The discussions in the chapter relate to some interesting ideas, like the critical nature of drop formation in upper atmosphere, comparison to nucleation by particles which might relate to seeding clouds, nucleation points for crystal formation in undercooled water, but I couldn't get my head around all of it.

p161 Glassy water is possible, but if cooling is rapid, ice crystals will usually form. Discusses fast cooling experiments such as spraying aerosol water on cold copper plates.

p Discusses amorphous solid water

p Superheated water as pure droplets in immiscible oil to 552.7K - eventual boiling is explosive.

Chapter 13 Supersaturated and Solid Aqueous Solutions

p163 You can mix H and O gases and get a stable mixture, but if you add MnO2 they react explosively to form water.

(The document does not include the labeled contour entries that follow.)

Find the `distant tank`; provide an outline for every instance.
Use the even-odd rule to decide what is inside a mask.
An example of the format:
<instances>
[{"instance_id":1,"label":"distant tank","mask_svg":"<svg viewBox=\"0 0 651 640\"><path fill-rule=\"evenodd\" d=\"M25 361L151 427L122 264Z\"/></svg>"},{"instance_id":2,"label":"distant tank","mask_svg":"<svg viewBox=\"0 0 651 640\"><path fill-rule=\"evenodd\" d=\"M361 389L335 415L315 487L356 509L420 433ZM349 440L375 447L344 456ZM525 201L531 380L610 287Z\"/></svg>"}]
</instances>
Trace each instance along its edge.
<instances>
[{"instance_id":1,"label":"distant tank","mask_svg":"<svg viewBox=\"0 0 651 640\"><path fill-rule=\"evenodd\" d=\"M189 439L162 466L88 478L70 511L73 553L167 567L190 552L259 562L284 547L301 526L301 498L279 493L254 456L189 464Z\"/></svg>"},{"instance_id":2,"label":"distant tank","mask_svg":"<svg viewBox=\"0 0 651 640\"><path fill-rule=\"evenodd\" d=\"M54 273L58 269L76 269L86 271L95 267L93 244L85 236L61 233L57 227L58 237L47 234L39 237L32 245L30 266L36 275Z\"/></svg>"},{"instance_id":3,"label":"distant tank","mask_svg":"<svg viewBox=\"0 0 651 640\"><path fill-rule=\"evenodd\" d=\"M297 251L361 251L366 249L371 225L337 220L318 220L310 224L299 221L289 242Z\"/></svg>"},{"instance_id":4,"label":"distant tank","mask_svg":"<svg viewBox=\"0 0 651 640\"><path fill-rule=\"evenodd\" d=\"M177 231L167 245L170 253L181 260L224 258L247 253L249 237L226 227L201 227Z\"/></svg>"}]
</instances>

p164-5 NaCl solutions increase concentration with cooling Fig 13.1, 13.2

p166-7 Sucrose-water solutions, Fig 13.3

p168-176 too detailed and specific for me to follow

p177-179 Implications for drying processes - the science of drying

p179- 186 Natural freezing and drought resistance and other implications for plants

Chapter 14 Water Availability, Usage and Quality

p187 Water availability. Says that earth's water resources are recycled 37 times annually. All precip would cover globe to 0.5m if uniform.

p188 70% of rainfall evaporates, 30% runoff - total amount recycled is only 0.003% of total freshwater

p188 Oceans eventually receive 90% of total runoff. Less than 3% of world's available freshwater is in streams and lakes.

p189 Underground water flow 33-40% of total runoff.

p189 80% of present supplies are drawn from surface sources, but 5 states including Arkansas get over half from groundwater.Eight others 25-50%.

p189 Semi-arid agricultural countries such as India (>90%) get majority of water from groundwater.

p189-190 India discussion

p191-193 Water management programs

p193-196 Water enhancement by climate modification

p196-202 Water quality and pollutants

p204-206 Pure water in medicine and industry

Chapter 15 Economics and Politics

p207-209 Economics of water consumption and list of measures for ensuring adequate supply.